Theorem 4.1 proves only ergodic convergence to a stationary point — not per-iteration convergence and not to a global minimum.
Lemma 5.2 caps pure sparse-allreduce speedup at (2/kappa)x = 4x for kappa = 0.5 vs. dense; further wins require stacking quantization.
Sparsity does not scale linearly with node count: at high P, summed gradients densify, eroding savings — demonstrated by the negative ResNet-50 result at 64 GPUs.
Hyperparameter retuning is required for two of the largest workloads: ResNet-50 + large batch (high sparsity hurts convergence) and ASR (must hold global batch size at 512 to preserve convergence).
Wins are network-dependent — large on slow GigE, modest on highly optimized supercomputing fabrics like Cray Aries.
Relationship to NCCL is only briefly discussed; NCCL is used only intra- node in the ASR experiment, and the paper does not measure SparCML speedups against NCCL allreduce on a pure NVLink configuration.

Open Problems Called Out

Interaction between sparse gradients, batch size, and convergence — especially in regimes (ResNet-50 large batch; ASR global batch) where high sparsity degrades convergence.
How sparsity composes with other parallelization strategies — large-batch training, model parallelism — at extreme node counts where summed gradients densify regardless of per-node sparsity.
Application of sparse collectives beyond data-parallel SGD (e.g., pipelined or graph-data workloads).
Whether sparsity can be made adaptive at run time per layer / per iteration, instead of using a single fixed k for the whole network.

Note on NCCL Tuning

The paper notes that NCCL implements only a very restricted set of reduction operations and is most useful inside an NVLink-connected box, while SparCML covers the inter-node MPI fabric where reductions span heterogeneous links; in the production ASR experiment the two layers compose hierarchically (NCCL intra-node, SparCML inter-node).
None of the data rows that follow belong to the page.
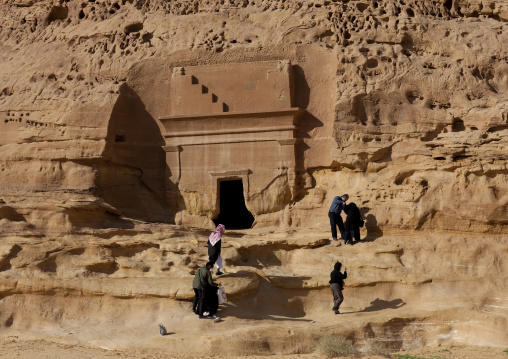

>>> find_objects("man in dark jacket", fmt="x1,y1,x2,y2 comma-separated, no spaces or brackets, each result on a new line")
329,261,347,314
343,202,363,245
328,194,349,241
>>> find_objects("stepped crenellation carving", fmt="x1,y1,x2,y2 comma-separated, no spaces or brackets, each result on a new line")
170,67,228,117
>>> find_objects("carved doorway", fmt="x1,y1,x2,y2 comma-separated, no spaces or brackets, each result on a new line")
213,179,254,229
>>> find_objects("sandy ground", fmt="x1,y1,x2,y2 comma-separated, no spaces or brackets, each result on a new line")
0,336,507,359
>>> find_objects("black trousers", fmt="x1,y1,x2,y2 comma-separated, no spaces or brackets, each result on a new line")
204,285,219,316
197,288,206,316
328,211,345,239
192,288,199,312
330,283,344,311
209,252,219,267
208,246,220,267
344,226,360,243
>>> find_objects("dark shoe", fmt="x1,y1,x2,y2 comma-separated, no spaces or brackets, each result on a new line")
199,315,206,319
332,237,338,241
333,309,340,314
216,270,223,275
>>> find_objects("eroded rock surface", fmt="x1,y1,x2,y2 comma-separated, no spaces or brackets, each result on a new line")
0,227,507,354
0,0,506,232
0,0,507,356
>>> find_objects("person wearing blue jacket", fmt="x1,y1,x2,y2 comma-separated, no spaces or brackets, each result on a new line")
328,194,349,241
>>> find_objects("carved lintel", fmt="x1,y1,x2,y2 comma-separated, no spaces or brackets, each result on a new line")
210,170,251,201
163,145,181,152
278,139,297,146
209,169,251,177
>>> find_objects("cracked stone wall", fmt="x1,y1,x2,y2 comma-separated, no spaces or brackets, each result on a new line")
0,0,506,233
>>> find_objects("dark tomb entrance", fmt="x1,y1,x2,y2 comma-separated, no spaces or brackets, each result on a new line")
213,179,254,229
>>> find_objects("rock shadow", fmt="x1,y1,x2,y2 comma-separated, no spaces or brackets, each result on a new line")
361,298,405,312
236,247,282,268
36,256,58,273
0,206,26,222
219,274,312,322
362,210,383,242
64,206,135,230
347,298,405,314
86,262,120,275
292,65,324,201
0,244,22,272
160,332,175,336
224,231,246,239
99,83,182,223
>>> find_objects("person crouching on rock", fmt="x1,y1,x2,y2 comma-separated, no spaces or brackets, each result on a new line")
192,261,221,320
343,202,364,245
207,224,225,275
329,261,347,314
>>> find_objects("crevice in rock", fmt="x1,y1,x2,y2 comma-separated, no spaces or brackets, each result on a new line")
46,6,69,24
86,262,119,275
0,245,22,272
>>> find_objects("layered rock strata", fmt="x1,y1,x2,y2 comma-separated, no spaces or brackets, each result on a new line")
0,1,508,355
0,0,506,232
0,228,507,353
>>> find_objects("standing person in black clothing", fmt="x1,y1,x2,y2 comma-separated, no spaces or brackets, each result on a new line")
328,194,349,241
343,202,364,245
207,224,225,275
329,261,347,314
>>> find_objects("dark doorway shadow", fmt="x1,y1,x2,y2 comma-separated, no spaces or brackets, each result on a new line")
98,83,180,223
213,180,254,229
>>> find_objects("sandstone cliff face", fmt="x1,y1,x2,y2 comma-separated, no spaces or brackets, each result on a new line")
0,1,507,231
0,1,508,355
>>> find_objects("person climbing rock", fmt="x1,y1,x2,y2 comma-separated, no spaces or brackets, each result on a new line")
207,224,225,275
328,194,349,241
343,202,364,245
329,261,347,314
192,262,221,318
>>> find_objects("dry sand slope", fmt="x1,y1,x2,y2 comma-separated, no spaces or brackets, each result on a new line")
0,226,507,357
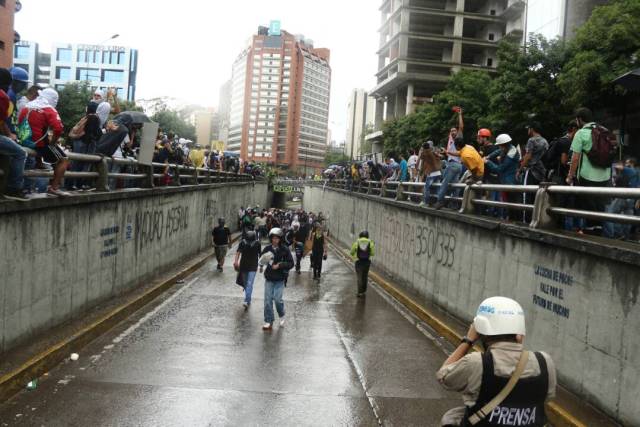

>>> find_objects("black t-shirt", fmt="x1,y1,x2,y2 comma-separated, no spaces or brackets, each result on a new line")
212,226,231,246
294,228,307,243
237,240,261,271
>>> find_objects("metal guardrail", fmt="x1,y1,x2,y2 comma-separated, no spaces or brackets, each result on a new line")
0,149,257,196
310,178,640,232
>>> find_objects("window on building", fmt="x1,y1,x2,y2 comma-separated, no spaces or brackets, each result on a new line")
0,41,4,51
117,51,126,65
488,33,495,41
14,45,29,59
77,49,86,62
76,68,100,81
490,9,496,16
56,67,71,80
102,70,124,84
57,48,72,62
487,58,493,67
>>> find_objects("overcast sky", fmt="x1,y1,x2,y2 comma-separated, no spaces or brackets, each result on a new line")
16,1,561,143
16,0,380,143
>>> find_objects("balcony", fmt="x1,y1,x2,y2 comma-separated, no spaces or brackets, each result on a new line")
502,0,525,20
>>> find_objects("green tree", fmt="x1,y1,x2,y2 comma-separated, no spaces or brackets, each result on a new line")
56,82,93,133
151,101,196,140
325,150,350,167
558,0,640,113
487,35,572,142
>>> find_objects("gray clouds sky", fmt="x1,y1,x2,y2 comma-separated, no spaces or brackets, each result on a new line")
16,0,380,142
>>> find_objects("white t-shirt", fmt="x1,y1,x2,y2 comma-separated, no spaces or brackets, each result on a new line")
408,154,418,168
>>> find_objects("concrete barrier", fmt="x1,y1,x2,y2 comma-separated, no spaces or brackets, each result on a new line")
0,182,268,355
304,184,640,426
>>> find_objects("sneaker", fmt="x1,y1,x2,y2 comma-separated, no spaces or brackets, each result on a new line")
47,187,72,197
3,189,30,202
279,318,285,327
262,323,273,331
418,201,426,207
242,302,249,310
434,201,445,210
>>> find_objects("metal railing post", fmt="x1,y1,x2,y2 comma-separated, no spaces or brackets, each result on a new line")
96,158,110,192
395,182,404,201
140,164,154,188
367,181,372,195
460,183,479,214
530,184,555,229
380,181,387,198
172,165,181,186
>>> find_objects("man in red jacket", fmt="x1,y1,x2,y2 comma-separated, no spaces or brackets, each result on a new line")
18,88,70,196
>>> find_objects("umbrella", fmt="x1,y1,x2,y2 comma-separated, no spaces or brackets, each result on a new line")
118,111,153,124
613,68,640,91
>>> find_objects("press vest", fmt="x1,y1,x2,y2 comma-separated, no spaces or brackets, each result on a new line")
463,351,548,427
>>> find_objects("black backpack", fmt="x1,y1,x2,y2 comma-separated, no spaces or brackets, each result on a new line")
357,241,371,260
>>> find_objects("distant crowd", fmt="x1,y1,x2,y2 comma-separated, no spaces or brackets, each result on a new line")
0,66,262,202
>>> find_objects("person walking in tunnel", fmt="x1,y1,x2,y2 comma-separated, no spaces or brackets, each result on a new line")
310,222,328,280
350,231,375,297
234,230,261,309
292,220,307,274
211,218,231,273
436,296,556,427
259,227,293,331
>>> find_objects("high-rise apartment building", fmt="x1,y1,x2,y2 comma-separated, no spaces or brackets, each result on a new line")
371,0,526,130
226,25,331,173
0,0,20,68
345,89,376,160
527,0,609,42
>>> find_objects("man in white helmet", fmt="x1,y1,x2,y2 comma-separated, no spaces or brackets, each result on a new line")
259,227,293,331
436,297,556,427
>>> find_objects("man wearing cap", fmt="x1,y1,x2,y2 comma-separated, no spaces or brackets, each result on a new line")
518,123,549,220
485,134,521,219
437,297,556,427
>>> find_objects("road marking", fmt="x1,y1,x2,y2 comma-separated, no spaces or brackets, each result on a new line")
111,276,200,344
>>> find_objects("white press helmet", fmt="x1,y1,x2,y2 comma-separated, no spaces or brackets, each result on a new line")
495,134,513,146
269,227,284,238
473,297,526,336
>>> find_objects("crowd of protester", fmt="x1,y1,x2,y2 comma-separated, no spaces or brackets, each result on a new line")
335,108,640,241
0,66,263,201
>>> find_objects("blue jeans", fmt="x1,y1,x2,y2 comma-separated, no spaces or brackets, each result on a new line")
264,279,285,324
0,135,26,191
603,198,636,239
437,162,462,203
423,174,441,204
243,270,257,304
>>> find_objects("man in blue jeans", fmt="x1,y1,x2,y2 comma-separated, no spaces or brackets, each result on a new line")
435,110,464,210
0,68,27,201
234,230,261,309
259,227,293,331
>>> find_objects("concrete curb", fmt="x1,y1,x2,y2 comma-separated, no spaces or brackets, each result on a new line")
0,234,241,403
326,237,606,427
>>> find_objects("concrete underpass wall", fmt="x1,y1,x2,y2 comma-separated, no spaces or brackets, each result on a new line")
0,182,268,355
304,185,640,426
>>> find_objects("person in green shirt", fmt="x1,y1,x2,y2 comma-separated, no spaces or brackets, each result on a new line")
566,107,612,215
350,231,375,297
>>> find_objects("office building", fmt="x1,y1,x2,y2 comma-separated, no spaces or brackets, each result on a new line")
12,40,51,87
217,80,232,143
371,0,527,130
226,24,331,173
527,0,609,42
345,89,376,160
195,109,214,147
0,0,20,68
49,42,138,101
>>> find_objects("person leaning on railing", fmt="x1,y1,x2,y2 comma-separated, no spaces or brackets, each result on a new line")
603,158,640,240
0,68,28,201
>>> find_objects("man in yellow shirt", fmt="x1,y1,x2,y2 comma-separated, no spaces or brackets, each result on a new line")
454,137,484,183
189,144,205,168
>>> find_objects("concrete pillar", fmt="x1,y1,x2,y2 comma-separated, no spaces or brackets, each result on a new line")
387,96,396,120
375,99,385,130
406,83,415,115
400,8,410,33
395,88,407,118
456,0,465,13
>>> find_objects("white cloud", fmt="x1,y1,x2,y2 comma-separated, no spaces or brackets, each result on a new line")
15,0,379,142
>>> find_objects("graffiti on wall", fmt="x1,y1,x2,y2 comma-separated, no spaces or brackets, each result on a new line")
532,265,573,319
382,215,456,268
135,205,190,250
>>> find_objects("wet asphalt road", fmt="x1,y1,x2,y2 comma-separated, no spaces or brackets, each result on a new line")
0,243,459,426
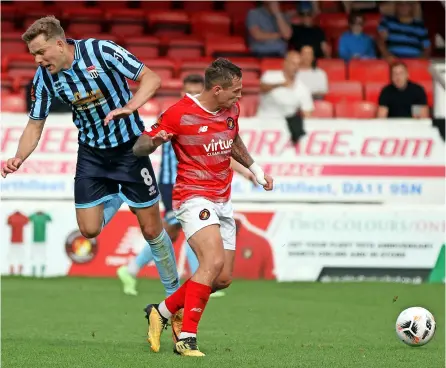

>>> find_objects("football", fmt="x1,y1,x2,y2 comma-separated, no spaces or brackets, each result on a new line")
396,307,436,347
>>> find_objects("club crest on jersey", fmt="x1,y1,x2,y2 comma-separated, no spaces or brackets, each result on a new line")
226,117,235,130
199,209,210,221
86,65,99,79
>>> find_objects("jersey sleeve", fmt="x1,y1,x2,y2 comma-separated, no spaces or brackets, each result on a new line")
99,40,145,81
28,67,53,120
144,110,180,138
Lemma 5.2's (2/kappa)x ceiling is a useful prior for any tuner working on collectives whose payload size depends on content (e.g., post-sparsification gradients): once kappa exceeds ~0.5 the optimal choice is the dense path, so a configuration tuner should switch algorithm/protocol to the dense-optimized regime rather than continue exploring sparse representations. Empirically the paper also shows that the optimal sparse algorithm flips between recursive-doubling (small data, latency-bound) and split-allgather (large data, bandwidth-bound) — the same small-vs-large message switchover that drives Tree/Ring and LL/Simple selection in NCCL.